But now, I have begun a book written beautifully, by an author who knows words, and who knows the human condition: The Secret Scripture by Sebastian Barry. And already I am entranced by an opening passage:
The terror and hurt in my story happened because when I was young I thought others were the authors of my fortune or misfortune; I did not know that a person could hold up a wall made of imaginary bricks and mortar against the horrors and cruel, dark tricks of time that assail us, and be the author therefore of themselves.
Ahhh, to be the author of oneself. To imagine that gift and to believe in the truth of that gift.

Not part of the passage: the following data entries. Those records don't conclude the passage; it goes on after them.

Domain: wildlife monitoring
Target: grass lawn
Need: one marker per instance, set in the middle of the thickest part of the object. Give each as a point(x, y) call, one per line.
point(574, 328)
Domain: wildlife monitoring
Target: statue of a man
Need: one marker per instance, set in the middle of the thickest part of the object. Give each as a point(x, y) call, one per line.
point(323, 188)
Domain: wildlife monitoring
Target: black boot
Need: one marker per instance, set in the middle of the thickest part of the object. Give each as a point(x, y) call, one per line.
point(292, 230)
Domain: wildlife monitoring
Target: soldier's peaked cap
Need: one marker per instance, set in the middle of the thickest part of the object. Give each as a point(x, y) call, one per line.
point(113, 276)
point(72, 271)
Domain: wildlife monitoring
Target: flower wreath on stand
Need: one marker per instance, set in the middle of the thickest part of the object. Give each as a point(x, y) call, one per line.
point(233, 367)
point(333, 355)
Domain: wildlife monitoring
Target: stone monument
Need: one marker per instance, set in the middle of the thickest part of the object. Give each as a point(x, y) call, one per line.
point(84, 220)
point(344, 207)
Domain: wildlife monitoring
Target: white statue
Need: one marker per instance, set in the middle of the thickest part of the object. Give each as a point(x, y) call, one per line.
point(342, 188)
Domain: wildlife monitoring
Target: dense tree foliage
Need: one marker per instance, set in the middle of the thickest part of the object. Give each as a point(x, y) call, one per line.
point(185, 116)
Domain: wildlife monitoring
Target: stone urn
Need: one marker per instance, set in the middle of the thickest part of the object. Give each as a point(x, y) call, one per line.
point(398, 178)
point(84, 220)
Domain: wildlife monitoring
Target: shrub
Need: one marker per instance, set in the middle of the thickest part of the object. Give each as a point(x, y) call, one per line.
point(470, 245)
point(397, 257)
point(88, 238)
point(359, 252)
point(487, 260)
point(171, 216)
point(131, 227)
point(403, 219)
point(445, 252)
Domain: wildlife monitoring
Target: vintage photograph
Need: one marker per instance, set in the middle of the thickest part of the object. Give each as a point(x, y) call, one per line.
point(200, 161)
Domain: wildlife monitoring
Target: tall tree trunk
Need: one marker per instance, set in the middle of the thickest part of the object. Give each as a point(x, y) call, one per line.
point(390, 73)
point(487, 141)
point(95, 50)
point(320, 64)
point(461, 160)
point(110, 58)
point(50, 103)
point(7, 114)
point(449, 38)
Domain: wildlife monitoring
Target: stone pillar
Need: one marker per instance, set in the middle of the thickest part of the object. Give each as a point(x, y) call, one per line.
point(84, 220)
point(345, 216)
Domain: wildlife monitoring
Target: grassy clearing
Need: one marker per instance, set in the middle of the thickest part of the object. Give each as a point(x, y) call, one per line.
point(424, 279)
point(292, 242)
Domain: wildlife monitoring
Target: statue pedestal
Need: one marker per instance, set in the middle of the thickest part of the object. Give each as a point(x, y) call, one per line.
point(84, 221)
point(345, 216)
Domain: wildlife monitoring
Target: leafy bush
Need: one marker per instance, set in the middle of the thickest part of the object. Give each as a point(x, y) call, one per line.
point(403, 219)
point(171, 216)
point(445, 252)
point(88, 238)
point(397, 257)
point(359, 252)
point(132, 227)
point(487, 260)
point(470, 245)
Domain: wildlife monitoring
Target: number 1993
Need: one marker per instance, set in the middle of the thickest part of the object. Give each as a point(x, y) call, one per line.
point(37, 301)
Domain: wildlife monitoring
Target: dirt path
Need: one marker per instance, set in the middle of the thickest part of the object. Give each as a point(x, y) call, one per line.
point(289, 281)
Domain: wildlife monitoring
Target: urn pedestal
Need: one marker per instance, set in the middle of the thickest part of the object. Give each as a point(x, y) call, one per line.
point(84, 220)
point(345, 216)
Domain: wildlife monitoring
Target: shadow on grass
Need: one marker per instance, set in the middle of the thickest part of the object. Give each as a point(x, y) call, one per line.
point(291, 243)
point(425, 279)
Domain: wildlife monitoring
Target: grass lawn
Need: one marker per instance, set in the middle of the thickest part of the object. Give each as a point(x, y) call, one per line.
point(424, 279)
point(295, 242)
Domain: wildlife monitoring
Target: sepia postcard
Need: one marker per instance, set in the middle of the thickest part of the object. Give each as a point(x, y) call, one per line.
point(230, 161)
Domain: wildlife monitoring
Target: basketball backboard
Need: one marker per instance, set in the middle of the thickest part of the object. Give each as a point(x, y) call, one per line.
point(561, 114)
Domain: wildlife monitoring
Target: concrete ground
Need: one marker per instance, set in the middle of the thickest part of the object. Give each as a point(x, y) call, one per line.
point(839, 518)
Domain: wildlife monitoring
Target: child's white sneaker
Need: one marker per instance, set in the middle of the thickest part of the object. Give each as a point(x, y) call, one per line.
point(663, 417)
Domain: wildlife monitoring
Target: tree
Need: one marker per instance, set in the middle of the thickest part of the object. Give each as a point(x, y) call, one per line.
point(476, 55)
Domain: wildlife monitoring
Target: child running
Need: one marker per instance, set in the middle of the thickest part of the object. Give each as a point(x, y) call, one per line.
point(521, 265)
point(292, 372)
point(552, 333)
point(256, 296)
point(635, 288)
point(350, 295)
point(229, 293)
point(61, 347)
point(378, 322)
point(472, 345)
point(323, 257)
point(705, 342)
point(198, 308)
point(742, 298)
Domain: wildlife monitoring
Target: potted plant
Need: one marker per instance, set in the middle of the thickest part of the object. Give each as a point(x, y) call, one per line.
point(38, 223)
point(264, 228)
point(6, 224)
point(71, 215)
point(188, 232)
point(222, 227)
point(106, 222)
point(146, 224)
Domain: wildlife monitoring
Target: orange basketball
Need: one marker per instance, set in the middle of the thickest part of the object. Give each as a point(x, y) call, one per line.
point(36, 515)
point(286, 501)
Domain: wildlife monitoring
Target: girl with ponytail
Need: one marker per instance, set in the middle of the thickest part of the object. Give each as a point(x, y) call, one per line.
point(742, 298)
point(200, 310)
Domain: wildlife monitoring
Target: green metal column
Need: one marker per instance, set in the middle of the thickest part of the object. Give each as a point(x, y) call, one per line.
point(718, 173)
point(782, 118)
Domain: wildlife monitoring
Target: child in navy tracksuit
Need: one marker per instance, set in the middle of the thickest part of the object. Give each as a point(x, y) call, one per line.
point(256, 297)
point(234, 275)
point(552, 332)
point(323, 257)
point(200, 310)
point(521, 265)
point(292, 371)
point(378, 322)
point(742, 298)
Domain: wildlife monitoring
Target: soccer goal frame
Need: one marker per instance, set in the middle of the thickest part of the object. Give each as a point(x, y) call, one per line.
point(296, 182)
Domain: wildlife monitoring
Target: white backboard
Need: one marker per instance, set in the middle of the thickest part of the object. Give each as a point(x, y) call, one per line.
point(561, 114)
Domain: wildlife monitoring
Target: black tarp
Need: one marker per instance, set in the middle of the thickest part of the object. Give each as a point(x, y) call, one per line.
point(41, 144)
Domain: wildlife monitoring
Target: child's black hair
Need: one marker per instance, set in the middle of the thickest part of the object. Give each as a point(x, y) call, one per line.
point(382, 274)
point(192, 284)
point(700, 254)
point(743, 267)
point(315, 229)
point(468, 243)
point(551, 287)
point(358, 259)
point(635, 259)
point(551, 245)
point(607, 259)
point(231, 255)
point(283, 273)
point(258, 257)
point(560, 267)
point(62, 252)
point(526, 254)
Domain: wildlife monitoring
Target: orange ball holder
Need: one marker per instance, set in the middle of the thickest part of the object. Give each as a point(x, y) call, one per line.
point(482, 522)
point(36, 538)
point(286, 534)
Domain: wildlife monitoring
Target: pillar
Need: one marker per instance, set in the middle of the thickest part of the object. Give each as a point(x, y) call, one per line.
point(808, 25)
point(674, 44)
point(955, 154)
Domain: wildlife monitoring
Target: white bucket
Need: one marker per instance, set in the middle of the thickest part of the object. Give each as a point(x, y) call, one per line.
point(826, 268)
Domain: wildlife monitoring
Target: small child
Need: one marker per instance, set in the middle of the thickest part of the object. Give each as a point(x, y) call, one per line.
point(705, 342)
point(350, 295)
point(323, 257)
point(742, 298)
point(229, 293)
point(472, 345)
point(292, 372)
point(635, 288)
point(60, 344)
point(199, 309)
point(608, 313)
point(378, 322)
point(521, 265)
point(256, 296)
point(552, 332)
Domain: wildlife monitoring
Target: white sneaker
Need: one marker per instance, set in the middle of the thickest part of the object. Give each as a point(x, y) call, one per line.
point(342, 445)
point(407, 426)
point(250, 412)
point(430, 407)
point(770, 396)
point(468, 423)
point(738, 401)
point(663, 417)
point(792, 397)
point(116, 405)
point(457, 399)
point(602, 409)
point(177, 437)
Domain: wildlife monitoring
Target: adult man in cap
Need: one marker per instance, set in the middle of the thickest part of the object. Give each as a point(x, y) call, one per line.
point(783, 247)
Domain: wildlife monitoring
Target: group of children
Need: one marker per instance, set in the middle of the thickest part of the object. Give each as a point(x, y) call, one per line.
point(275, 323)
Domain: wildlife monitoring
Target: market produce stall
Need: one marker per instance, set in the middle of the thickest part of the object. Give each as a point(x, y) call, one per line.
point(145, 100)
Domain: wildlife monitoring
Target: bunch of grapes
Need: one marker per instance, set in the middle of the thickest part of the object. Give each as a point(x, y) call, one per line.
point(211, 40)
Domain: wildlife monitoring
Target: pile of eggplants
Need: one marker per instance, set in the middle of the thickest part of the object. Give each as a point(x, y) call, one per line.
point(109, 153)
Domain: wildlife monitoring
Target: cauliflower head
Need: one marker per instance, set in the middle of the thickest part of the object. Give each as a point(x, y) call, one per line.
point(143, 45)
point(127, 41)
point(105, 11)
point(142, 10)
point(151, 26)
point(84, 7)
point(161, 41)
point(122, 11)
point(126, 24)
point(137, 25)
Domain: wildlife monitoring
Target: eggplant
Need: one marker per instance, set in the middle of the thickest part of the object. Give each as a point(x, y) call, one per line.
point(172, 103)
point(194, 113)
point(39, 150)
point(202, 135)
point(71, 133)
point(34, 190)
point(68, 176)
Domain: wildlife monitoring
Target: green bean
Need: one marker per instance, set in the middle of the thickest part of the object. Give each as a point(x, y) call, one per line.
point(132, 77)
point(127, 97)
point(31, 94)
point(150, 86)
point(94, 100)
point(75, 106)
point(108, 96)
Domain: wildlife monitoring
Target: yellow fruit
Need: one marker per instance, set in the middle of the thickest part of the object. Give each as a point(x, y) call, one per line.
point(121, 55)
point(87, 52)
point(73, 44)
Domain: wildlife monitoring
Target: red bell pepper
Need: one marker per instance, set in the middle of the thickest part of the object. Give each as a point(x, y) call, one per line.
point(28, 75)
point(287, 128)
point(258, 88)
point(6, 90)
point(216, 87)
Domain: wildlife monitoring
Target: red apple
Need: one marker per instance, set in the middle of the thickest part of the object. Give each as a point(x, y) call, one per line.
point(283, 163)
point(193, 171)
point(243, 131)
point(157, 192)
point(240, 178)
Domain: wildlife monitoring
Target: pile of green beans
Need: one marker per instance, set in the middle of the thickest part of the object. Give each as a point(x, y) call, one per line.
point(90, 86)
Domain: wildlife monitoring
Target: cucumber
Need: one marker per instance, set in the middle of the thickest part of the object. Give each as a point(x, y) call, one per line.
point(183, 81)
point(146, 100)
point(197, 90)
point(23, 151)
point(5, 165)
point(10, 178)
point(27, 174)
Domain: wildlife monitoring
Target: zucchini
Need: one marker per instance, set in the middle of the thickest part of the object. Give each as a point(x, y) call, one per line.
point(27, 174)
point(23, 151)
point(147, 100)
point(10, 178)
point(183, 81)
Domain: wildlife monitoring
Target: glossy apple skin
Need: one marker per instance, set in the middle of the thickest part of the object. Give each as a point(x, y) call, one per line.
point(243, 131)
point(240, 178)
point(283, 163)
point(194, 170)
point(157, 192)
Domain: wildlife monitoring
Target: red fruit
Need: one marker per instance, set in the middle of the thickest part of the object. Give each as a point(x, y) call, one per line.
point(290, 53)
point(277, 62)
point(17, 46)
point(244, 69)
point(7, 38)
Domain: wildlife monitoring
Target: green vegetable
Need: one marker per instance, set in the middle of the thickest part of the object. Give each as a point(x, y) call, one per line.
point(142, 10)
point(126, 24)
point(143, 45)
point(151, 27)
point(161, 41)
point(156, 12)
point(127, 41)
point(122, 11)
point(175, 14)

This is such a difficult lesson to learn, even with the marvelous examples of those outstanding who accomplish their dreams and give us shining proof of this through their accomplishments. But this passage reflects the truth not of world-shattering accomplishments, but rather, the understanding and satisfaction of an old woman reflecting on her quiet, own condition, by herself, in isolation.
Blame of others is always debilitating, even when meant with the purpose of discovery. And this wall of imaginary bricks and mortar is the internal, is the personal strength.
Later on, this marvelous Mr. Barry, writes, with the thoughts of his character, a 100-year-old woman living most of her life in an asylum, for, as yet, unknown reasons:
[The doctor’s] talk had locked me in silence, I know not why. It was not opening, easy, happy talk like my father’s, after all. I wanted to listen to him, but I did not want to answer now. That strange responsibility we feel towards others when they speak, to offer them the solace of any answer. Poor humans! And anyway he had not asked a question. He was merely floating there in the room, insubstantial, a living man in the midst of life, dying imperceptibly on his feet, like all of us.
I wish always to be aware of the amazing power of unspoken communication. Those words that are not heard but can be understood. I wish to listen with my heart, not just my ears, and to take the time to appreciate the silence and what the silence might be saying.
Earlier, the author had written through the thoughts of the old woman recalling her father:
My father’s happiness. It was a precious gift in itself….it strikes me that a person without anecdotes that they nurse while they live, and that survive them, are more likely to be utterly lost not only to history but the family following them. Of course this is the fate of most souls…
My father’s happiness not only redeemed him, but drove him to stories, and keeps him even now alive in me, like a second more patient and more pleasing soul within my poor soul.
My daughter has asked me time and again to write down my stories. Perhaps she knows better than I the truth of this. Finally, I, too, am impelled to find, is it redemption?, is it happiness in my own life?, to share these tidbits of my life. And certainly, tidbits themselves are powerful. My father, who seldom talked about his past, told to me three or four stories about his youth, short paragraphs, and for a couple of the anecdotes, only upon my asking him question after question. Then, when he was dying, one sentence expressing his beliefs and his love for me. I recall those few short stories and that one sentence over and over, and they fill me with his presence, his voice, his goodness, and, I believe, I even can smell his scent with this recall.